According to the dictionary a surprise is an unexpected or astonishing event, fact or thing.  Life is full of surprises.
Like when your daughters come home for a special day with you and you spend the time having pedicures and lunch, with a little wedding planning squeezed in between.
Like when you find a special treat left on your front porch by Precious L.  And no, it wasn’t a puppy.  (Thank goodness!)
Like receiving over 120 birthday wishes on Facebook which makes your cell phone chime all day long as they come in.

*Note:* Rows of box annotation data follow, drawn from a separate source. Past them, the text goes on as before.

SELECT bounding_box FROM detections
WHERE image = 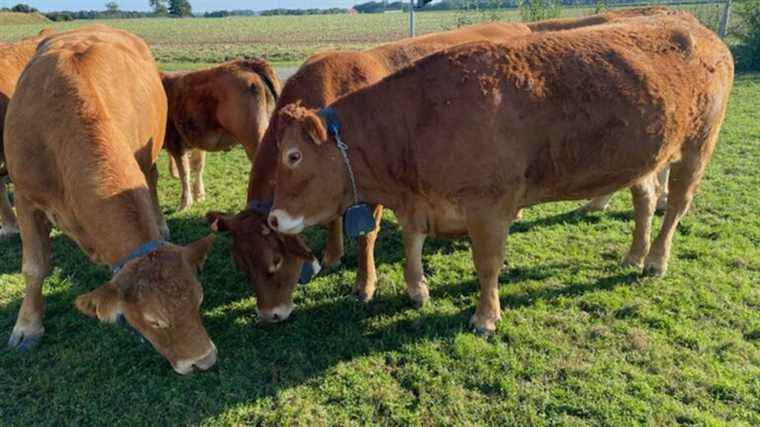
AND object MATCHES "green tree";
[106,1,119,13]
[150,0,169,16]
[169,0,193,18]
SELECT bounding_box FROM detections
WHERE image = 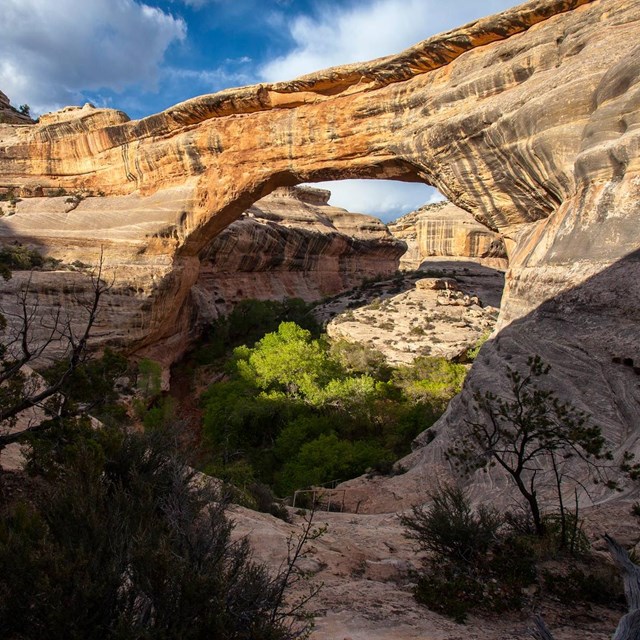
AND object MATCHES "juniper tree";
[447,356,615,544]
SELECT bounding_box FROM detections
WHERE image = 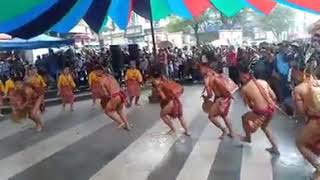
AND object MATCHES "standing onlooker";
[139,55,149,79]
[158,49,169,77]
[275,44,291,102]
[226,46,239,84]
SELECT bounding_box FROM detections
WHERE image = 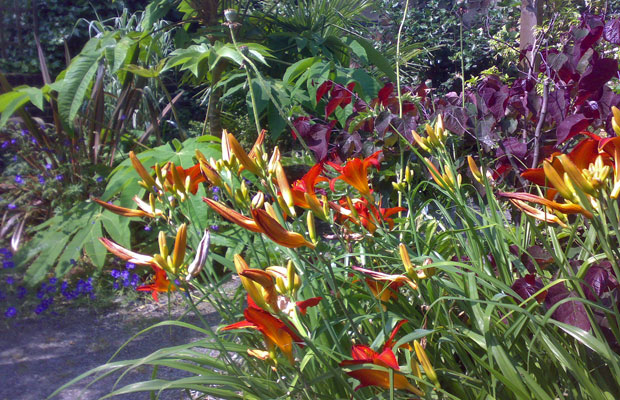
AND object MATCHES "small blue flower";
[4,307,17,318]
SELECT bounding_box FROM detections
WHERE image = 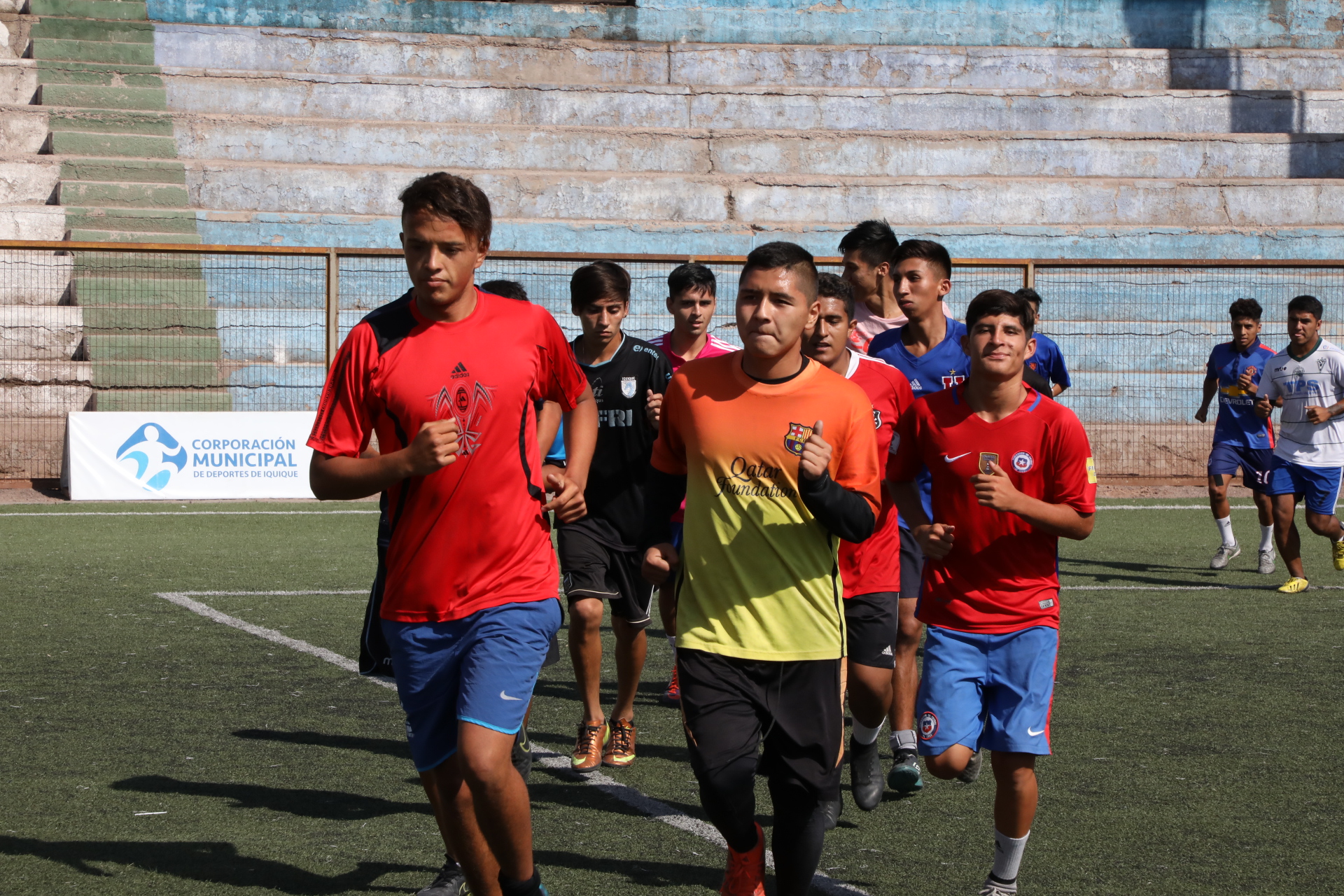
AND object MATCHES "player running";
[802,274,916,811]
[868,239,980,794]
[1015,286,1072,398]
[1255,295,1344,594]
[840,220,906,352]
[556,262,672,772]
[1193,298,1274,575]
[641,243,882,896]
[308,172,596,896]
[649,262,738,706]
[891,289,1097,896]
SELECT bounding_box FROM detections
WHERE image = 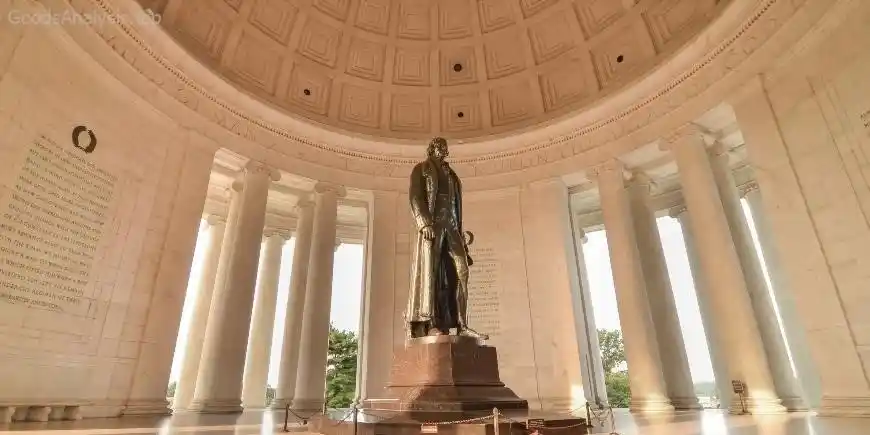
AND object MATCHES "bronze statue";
[405,137,485,338]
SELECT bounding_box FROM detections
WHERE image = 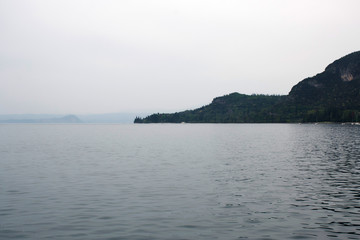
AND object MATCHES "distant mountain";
[134,51,360,123]
[0,115,81,123]
[78,113,147,123]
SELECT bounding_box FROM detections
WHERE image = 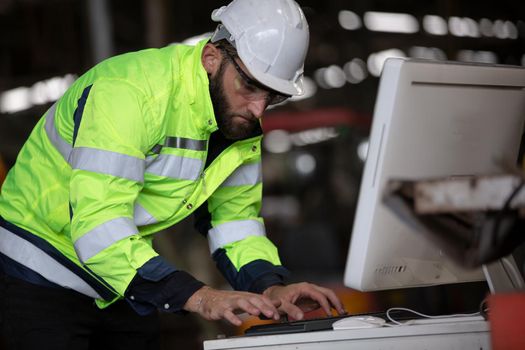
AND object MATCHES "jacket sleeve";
[69,80,203,311]
[196,140,289,293]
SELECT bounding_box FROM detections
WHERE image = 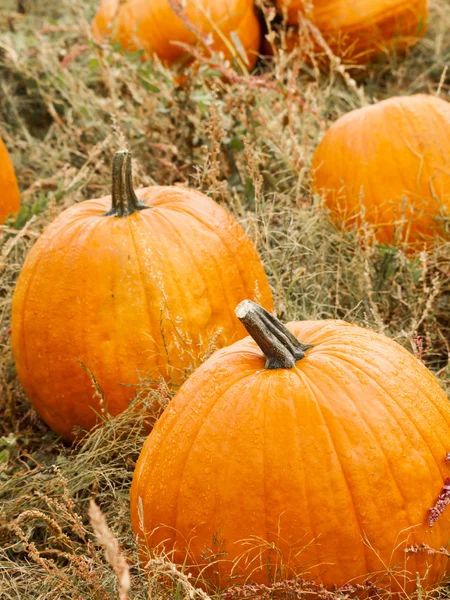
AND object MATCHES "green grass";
[0,0,450,600]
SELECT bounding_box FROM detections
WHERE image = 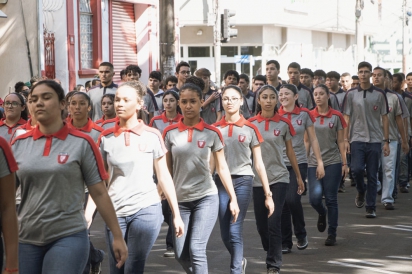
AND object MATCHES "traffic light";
[221,9,237,43]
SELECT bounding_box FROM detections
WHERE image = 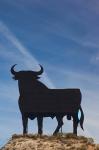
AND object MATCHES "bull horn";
[34,65,44,75]
[11,64,17,75]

Like friends indulging you so you can spend the whole week celebrating your birthday instead of just the one day.

Birthday 2014
And one last one.  Several years ago a sweet friend gave me a beautiful (and large) pad of paper as a hostess gift.  It’s been on my desk all that time and I have used it for all manner of things.  The pages are perforated so you just tear each page off as you need it.  But apparently quite some time ago someone tore off a page, wrote me a message and then slipped the page back into the bottom of the pad.  And this was a wonderful surprise to find.  Just a reminder.  Just a token.  Just a sweet message.

Surprise picture
May all your surprises be good ones.  Love you all and thank you for making today special.